Units on the fourth and fifth floors provide bird's-eye views not only of the downtown but, off in the distance, Lake Michigan.

White said anyone can apply but the preference is for artists in units that fit their needs with high ceilings, plenty of natural lighting and space for them to work.

The original terrazzo floors are being refurbished and their solid, smooth surface will make messes like paint splatters in the work areas easy to clean up.

Tenants can also be creators of things like music and poetry and they don't have to make a living with their art to qualify for a unit, she said.

Rent under a one-year lease will be determined by income with a one-bedroom unit, for example, ranging from $300 to $600 a month.

Tonn & Blank Construction began work in January on the $10.5 million  remodeling and restoration of what used to be Michigan City's tallest building at 717 Franklin St.

The project was made possible primarily from housing and historic tax credits from the state offsetting the cost for the developer, officials said.

Originally, the building was designed for mixed use and during its heyday was a premier hotel and home to retailers like Montgomery Ward and even City Hall spent a few years occupying some of the space along with a dentist office and bar.

Its demise came as stores fled the downtown for shopping malls in outlying areas and its comeback comes with many of the once-empty storefronts now filled with trendy stores, shops and some office space.

City Councilman Richard Murphy said the building was in bad shape with trees and shrubs growing on the inside from years of sitting empty and water getting inside from a leaky roof that was replaced just over a year ago.

He couldn't be happier with how the structure is taking shape and the work being on schedule and on budget.

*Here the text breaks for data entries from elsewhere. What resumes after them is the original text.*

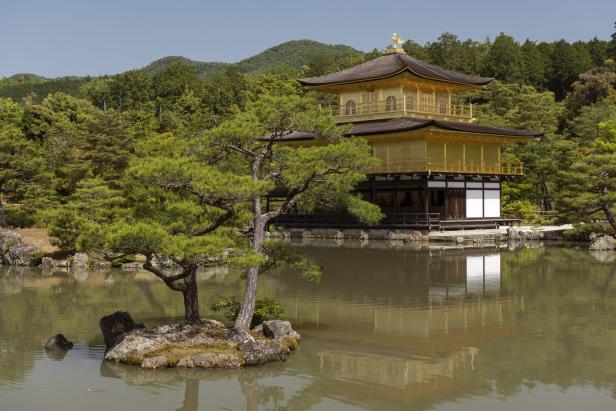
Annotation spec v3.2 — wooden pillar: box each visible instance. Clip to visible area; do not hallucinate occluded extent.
[444,180,449,219]
[370,177,376,204]
[424,178,432,230]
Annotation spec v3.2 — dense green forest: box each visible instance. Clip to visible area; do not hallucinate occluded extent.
[0,29,616,251]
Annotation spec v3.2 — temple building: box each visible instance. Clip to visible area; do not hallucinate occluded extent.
[278,35,544,229]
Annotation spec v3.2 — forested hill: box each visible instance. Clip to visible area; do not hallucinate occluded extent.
[0,40,364,101]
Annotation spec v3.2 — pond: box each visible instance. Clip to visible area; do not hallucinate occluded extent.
[0,246,616,411]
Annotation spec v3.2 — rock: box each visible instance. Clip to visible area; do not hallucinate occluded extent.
[101,313,299,369]
[507,227,522,241]
[588,233,606,241]
[590,250,616,263]
[263,320,302,342]
[92,260,111,270]
[150,256,179,268]
[0,230,22,253]
[41,257,56,270]
[99,311,143,348]
[105,330,161,365]
[342,228,369,240]
[141,355,168,369]
[121,263,143,271]
[226,328,255,346]
[5,244,38,266]
[45,334,73,351]
[177,352,244,368]
[238,340,291,365]
[368,229,390,240]
[201,318,227,328]
[0,230,38,266]
[73,253,90,270]
[589,235,616,251]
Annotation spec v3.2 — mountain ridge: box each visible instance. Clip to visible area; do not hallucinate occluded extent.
[0,39,364,101]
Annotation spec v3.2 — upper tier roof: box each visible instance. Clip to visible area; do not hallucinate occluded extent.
[260,118,545,141]
[298,53,493,86]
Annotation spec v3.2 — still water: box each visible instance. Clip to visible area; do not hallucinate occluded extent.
[0,246,616,411]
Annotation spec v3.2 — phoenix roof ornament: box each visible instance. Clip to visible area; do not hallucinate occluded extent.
[387,33,404,53]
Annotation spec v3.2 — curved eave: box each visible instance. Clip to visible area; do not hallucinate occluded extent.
[347,120,545,141]
[297,66,494,87]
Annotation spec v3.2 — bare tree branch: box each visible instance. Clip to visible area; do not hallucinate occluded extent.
[190,209,234,237]
[143,254,188,291]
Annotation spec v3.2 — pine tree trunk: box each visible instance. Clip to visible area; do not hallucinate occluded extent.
[601,201,616,230]
[0,192,6,228]
[182,267,201,325]
[539,172,553,211]
[234,217,265,330]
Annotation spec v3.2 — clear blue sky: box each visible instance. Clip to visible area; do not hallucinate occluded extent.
[0,0,616,77]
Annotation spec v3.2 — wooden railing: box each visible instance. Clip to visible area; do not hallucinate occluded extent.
[331,98,473,121]
[368,159,524,175]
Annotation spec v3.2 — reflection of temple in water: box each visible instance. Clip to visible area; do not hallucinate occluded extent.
[274,249,524,394]
[428,254,501,302]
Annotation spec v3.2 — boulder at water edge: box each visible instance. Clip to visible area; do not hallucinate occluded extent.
[99,311,144,348]
[589,235,616,251]
[105,319,300,368]
[45,334,73,351]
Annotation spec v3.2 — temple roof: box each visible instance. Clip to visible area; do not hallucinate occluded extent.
[268,118,545,141]
[349,117,545,137]
[298,53,493,86]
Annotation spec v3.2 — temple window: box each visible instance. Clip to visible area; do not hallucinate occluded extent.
[406,96,415,110]
[344,100,357,116]
[385,96,398,111]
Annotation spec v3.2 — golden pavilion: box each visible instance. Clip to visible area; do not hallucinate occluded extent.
[277,34,544,229]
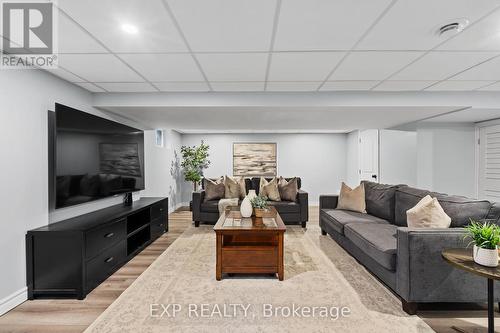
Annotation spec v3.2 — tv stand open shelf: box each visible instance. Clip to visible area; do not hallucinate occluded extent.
[26,198,168,299]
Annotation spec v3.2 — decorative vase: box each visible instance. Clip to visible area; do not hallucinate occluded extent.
[472,245,498,267]
[240,195,253,217]
[254,208,267,217]
[240,190,257,217]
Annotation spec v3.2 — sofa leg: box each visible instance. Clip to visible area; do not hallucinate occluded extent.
[401,299,418,315]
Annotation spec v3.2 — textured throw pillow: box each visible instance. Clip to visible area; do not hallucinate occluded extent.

"I think we have a lot to be excited about," Murphy said.

Structurally, the building is in excellent shape with just a previously weak north end wall having to be shored up, said Gregory Kil, with the designers of the project, Kil Architecture Planning in South Bend.

Aside from that, less than 10 percent of the steel behind the brick exterior had to be replaced compared to much as 80 percent in other older structures, Kil said.

Many rooms on the upper floors already have finished drywall while all levels have all new metal studs installed.

As many as 75 people have been working on the structure daily, said David Albers, the project manager for Tonn & Blank.

Albers said an occupancy permit should be obtained by Feb. 12, but it won't be until March or April the facility will be ready to move in.